Fionn learned that there are three things which constitute a poet: teinm laida, imbas forosnai, and tichetul chennai.
He immediately made the following lay to prove his skill:
May-day, season surpassing! Splendid is color then. Blackbirds sing a full lay, if there be a slender shaft of day.
The dust-colored cuckoo calls aloud: Welcome, splendid summer! The bitterness of bad weather is past, the boughs of the wood are a thicket.
Summer cuts the river down, the swift herd of horses seeks the pool, the long hair of the heather is outspread, the soft white bog-down grows.
Panic startles the heart of the deer, the smooth sea runs apace-season when ocean sinks asleep-blossom covers the world.

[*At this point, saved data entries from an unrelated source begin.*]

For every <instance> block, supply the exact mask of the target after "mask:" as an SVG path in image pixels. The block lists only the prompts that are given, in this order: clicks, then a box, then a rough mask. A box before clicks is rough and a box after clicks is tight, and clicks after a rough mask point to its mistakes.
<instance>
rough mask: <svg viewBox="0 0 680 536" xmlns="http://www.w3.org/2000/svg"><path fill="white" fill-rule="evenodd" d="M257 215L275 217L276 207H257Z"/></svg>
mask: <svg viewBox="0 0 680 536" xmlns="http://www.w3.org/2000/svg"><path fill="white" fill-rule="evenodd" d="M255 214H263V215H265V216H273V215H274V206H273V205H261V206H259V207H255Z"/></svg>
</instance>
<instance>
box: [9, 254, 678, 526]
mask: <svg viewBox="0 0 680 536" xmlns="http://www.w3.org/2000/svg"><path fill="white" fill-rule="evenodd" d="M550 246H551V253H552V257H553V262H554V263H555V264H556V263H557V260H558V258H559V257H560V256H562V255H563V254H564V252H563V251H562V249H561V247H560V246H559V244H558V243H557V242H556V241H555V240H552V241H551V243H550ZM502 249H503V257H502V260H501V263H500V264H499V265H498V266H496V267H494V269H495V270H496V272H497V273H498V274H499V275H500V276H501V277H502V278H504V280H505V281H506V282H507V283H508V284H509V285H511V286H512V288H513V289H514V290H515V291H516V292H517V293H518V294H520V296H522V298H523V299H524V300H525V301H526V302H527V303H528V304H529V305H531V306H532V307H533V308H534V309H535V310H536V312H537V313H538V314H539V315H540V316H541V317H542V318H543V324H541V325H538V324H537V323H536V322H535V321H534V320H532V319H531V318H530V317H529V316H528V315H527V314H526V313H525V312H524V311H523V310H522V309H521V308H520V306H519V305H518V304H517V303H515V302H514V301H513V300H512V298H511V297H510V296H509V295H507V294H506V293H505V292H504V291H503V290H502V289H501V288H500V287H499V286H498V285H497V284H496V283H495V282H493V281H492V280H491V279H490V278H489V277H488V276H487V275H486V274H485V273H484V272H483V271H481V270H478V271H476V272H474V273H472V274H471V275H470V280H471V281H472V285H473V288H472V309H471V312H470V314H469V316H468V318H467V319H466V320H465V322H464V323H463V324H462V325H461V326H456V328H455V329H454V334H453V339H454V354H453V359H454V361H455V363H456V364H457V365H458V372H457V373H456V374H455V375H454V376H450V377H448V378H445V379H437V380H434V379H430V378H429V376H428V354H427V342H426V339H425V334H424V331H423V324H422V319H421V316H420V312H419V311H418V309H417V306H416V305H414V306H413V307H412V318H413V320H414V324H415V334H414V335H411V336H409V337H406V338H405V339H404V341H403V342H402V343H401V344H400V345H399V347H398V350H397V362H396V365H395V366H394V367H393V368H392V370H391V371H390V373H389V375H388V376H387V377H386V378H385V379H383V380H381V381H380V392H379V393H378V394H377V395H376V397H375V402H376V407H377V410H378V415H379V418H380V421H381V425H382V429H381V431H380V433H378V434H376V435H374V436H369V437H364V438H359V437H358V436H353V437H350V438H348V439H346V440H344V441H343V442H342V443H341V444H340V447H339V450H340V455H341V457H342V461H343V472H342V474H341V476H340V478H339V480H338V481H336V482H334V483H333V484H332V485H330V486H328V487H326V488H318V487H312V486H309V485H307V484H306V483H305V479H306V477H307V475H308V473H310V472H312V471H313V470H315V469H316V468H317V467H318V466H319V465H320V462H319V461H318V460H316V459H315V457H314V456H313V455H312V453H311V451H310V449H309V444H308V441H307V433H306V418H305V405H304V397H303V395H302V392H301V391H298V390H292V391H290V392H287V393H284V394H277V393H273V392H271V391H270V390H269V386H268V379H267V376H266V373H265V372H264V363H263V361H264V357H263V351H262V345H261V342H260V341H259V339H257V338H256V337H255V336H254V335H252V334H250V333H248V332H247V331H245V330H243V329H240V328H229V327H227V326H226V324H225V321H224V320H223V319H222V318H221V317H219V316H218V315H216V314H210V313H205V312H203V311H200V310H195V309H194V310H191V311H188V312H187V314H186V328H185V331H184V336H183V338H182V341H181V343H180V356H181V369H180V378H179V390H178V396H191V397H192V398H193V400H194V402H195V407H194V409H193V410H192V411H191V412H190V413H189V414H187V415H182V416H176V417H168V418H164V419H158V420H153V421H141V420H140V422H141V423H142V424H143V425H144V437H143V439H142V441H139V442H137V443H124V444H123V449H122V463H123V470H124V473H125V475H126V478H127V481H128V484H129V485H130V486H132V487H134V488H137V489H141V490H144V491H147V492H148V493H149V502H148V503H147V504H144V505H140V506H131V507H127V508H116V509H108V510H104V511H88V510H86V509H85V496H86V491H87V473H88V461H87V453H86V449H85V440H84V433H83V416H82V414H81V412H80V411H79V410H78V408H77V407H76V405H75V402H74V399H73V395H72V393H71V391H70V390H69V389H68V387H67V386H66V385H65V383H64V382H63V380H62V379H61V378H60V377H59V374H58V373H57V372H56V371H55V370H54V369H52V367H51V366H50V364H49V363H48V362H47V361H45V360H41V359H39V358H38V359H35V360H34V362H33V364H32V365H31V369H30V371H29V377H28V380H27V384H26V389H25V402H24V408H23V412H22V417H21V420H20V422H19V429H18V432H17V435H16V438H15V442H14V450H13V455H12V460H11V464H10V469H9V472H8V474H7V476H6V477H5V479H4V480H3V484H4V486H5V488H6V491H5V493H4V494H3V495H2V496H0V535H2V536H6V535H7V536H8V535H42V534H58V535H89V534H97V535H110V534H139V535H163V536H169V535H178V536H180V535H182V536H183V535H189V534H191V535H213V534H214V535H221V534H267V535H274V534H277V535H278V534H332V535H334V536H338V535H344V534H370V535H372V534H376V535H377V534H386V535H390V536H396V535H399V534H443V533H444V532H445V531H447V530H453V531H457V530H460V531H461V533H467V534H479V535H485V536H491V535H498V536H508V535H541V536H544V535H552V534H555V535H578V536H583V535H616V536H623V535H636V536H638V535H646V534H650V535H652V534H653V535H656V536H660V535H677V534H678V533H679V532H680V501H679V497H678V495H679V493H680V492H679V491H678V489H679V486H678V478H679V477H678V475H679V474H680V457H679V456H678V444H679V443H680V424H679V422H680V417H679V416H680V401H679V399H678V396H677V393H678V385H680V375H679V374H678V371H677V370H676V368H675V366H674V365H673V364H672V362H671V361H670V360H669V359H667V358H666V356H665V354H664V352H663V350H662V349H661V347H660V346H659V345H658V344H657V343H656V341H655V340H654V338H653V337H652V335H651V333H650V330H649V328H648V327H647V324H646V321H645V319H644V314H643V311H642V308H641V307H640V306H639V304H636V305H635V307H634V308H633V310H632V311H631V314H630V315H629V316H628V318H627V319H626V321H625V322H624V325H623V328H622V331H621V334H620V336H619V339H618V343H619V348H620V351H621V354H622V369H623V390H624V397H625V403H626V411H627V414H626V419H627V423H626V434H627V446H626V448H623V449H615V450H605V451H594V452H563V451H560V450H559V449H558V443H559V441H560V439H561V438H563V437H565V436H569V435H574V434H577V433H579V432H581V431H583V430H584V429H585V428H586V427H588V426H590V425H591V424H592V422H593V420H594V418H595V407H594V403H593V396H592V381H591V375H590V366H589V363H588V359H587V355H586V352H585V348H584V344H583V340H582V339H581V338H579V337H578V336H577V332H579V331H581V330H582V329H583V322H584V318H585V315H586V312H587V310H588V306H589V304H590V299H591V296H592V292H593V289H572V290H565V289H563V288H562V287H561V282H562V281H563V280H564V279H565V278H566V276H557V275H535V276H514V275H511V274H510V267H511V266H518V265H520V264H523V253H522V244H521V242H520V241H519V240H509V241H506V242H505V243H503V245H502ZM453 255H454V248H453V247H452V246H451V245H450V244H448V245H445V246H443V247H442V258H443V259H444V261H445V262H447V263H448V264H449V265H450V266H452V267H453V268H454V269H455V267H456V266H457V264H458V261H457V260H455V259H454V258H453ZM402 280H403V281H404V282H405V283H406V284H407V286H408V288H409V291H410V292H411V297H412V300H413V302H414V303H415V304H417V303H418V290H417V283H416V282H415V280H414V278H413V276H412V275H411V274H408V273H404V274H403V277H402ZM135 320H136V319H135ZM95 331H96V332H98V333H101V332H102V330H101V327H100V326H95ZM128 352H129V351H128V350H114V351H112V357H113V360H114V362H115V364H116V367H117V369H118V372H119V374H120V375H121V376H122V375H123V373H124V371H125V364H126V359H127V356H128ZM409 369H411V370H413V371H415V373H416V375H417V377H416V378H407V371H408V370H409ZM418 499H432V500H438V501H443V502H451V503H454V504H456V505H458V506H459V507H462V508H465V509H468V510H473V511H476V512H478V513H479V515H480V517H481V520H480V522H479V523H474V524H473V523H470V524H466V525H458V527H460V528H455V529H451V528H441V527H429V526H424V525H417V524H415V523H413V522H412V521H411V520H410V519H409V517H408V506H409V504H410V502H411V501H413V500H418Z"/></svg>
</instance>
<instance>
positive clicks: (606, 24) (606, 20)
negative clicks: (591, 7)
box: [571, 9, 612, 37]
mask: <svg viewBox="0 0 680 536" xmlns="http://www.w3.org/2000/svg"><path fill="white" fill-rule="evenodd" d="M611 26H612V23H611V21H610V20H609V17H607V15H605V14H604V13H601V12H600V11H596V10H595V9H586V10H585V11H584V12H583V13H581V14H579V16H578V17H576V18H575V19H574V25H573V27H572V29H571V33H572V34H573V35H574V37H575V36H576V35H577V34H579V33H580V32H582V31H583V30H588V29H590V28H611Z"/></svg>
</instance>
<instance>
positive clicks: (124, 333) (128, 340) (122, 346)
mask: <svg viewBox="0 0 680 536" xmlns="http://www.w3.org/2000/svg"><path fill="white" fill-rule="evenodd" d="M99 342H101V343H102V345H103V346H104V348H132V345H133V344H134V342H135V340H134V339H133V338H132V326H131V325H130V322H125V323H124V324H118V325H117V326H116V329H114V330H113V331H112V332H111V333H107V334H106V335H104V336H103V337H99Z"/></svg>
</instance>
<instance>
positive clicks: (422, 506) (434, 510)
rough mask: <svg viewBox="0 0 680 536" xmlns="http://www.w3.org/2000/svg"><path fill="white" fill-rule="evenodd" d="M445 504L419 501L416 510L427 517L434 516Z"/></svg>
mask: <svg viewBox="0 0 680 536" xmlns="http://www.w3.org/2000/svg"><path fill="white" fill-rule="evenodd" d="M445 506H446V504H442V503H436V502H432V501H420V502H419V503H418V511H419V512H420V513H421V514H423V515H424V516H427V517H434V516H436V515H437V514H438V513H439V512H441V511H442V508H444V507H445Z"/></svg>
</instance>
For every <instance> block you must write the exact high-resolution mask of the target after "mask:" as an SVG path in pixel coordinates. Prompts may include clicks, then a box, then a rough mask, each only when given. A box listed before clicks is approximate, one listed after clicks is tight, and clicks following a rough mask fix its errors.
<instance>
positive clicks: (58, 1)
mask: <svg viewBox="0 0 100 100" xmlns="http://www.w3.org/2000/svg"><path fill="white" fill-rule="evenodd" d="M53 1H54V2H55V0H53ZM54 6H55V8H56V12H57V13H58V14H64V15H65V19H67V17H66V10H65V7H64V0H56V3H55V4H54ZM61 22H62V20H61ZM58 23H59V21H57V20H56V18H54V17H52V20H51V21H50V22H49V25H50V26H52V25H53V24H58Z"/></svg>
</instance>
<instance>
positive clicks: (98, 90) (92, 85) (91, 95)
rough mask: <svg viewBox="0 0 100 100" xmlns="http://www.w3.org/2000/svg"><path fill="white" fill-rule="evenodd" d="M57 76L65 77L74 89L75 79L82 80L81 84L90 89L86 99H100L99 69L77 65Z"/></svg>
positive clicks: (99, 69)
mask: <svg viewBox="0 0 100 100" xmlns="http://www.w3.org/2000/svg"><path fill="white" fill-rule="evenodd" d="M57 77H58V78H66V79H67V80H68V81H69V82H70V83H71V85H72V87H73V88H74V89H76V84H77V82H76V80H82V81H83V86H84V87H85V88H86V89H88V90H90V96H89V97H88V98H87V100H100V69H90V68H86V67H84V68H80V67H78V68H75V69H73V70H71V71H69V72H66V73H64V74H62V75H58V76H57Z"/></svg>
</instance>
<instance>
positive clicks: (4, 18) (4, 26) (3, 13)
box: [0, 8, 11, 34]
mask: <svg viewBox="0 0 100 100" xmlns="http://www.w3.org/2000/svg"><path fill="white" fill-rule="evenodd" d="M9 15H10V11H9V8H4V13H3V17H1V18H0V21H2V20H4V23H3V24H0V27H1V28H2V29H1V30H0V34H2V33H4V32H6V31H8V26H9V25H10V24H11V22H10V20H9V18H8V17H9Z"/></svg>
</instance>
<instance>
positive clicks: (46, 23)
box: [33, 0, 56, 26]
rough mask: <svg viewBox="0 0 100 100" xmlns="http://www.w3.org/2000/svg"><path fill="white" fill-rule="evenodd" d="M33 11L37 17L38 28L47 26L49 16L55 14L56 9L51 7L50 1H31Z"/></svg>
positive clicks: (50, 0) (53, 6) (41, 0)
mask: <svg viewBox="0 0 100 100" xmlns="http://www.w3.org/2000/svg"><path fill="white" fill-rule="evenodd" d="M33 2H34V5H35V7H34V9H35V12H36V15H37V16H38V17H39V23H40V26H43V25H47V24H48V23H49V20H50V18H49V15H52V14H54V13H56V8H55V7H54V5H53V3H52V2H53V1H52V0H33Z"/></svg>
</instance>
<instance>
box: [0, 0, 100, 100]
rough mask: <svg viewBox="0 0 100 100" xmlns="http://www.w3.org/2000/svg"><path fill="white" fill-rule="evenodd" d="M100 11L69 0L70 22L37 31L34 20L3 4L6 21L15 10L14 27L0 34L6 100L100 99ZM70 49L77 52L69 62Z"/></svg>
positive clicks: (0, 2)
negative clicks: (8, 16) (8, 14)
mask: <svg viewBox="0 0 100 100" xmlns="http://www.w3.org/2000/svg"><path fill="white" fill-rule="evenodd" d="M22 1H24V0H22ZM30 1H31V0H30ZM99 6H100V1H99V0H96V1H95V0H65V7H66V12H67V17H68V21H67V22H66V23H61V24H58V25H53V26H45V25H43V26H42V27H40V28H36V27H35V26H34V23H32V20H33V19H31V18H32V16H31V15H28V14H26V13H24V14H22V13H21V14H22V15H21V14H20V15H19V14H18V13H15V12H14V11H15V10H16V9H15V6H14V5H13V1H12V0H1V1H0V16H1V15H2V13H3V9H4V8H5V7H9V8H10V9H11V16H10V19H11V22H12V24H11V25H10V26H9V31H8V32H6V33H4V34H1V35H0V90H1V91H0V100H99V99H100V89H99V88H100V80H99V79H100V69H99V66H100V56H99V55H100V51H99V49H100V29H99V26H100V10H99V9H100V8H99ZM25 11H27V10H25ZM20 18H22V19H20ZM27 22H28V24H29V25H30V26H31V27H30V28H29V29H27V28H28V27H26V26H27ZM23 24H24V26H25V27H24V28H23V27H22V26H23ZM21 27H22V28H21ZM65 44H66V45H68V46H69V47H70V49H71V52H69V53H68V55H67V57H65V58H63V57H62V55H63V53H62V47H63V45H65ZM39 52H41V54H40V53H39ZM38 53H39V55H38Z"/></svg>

Bees with puny strength carry a goodly burden, the harvest of blossoms; up the mountain-side kine take with them mud, the ant makes a rich meal.
The harp of the forest sounds music, the sail gathers-perfect peace. Color has settled on every height, haze on the lake of full waters.
The corncrake, a strenuous bard, discourses; the lofty virgin waterfall sings a welcome to the warm pool; the talk of the rushes is come.
Light swallows dart aloft, loud melody reaches round the hill, the soft rich mast buds, the stuttering quagmire rehearses.
The peat-bog is as the raven’s coat, the loud cuckoo bids welcome, the speckled fish leaps, strong is the bound of the swift warrior.
Man flourishes, the maiden buds in her fair strong pride; perfect each forest from top to ground, perfect each great stately plain.
Delightful is the season’s splendor, rough winter has gone, white is every fruitful wood, a joyous peace in summer.
A flock of birds settles in the midst of meadows; the green field rustles, wherein is a brawling white stream.
A wild longing is on you to race horses, the ranked host is ranged around:
A bright shaft has been shot into the land, so that the water-flag is gold beneath it.
A timorous tiny persistent little fellow sings at the top of his voice, the lark sings clear tidings: surpassing May-day of delicate colors!
After this night Fionn became the greatest hero among all of the men of Ireland.